Incidentally, the failure to occur is not limited to the above-mentioned embodiments. For example, the photoelectric conversion element is not limited to optical sensors, but can be well applied to solar cells and other devices, particularly those using photoconductive films. Further, the thickness of the fluorine-based resin as the protective film, the method of forming the film, etc. may be changed as appropriate depending on the use.

Furthermore, the protective film formation process is not limited to high-frequency sputtering, but also includes high-frequency magnetron sputtering, bias sputtering,
However, various sputtering methods can be used. Also,
Not only the sputtering method but also any method that can deposit a protective film made of a fluorine-based resin by a dry process can be used. In addition, various modifications can be made without departing from the gist of the present invention.
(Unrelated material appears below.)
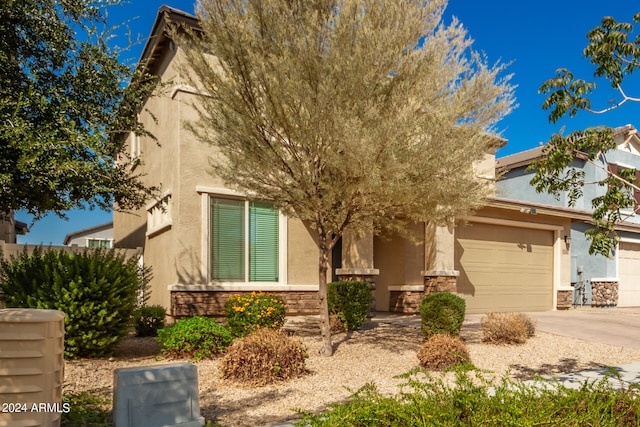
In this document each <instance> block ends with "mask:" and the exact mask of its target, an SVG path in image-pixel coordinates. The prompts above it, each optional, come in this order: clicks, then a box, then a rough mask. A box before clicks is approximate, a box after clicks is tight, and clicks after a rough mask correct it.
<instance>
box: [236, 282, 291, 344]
mask: <svg viewBox="0 0 640 427" xmlns="http://www.w3.org/2000/svg"><path fill="white" fill-rule="evenodd" d="M225 312H226V315H227V323H228V324H229V330H230V331H231V333H232V334H233V335H234V336H236V337H238V336H244V335H247V334H249V333H251V332H253V331H255V330H256V329H257V328H280V327H282V326H283V325H284V317H285V305H284V300H283V299H282V297H281V296H280V295H277V294H272V293H264V292H251V293H243V294H234V295H231V297H230V298H229V300H228V301H227V303H226V304H225Z"/></svg>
[Brief Description of the Drawings] Figure 1 is a sectional view showing the schematic configuration of a conventional optical sensor;
The figure is a sectional view showing a schematic configuration of an optical sensor according to an embodiment of the present invention. 11.21... Insulating substrate, 12.22... First electrode, 13.23... Amorphous Si film, 14.24...
- Second electrode (transparent electrode), 25...protective film. Applicant's agent Patent attorney Takehiko Suzue Figure 1 Figure 2

Claims (5)

[Claims] (1) It is characterized by comprising a photoelectric conversion element body formed on a substrate, and a protective film made of a light-transmitting fluorine-based resin and formed to cover the photoelectric conversion element body. Photoelectric conversion element. (2) The charge conversion element according to claim 1, wherein the protective film is formed by sputtering using a fluorine-based resin as a target layer. (3) forming a photoelectric conversion element body on the substrate;
A method for manufacturing a photoelectric conversion element, comprising the step of: next, forming a protective film made of a light-transmitting fluorine-based resin to cover the photoelectric conversion element main body by a dry process. (4) The method for manufacturing a photoelectric conversion element according to claim 3, wherein the step of forming the protective film uses a sputtering method using a fluorine-based resin as a target. (5) Said protection! ! A patent characterized in that, as a culm for forming a film, the surface on which the protective film is to be formed is treated in advance by reverse sputtering, and then the protective film is formed by a sputtering method targeting the fluorine-based resin. The present invention relates to a photoelectric conversion element having a photoelectric conversion destination according to claim 3 and a method for manufacturing the same.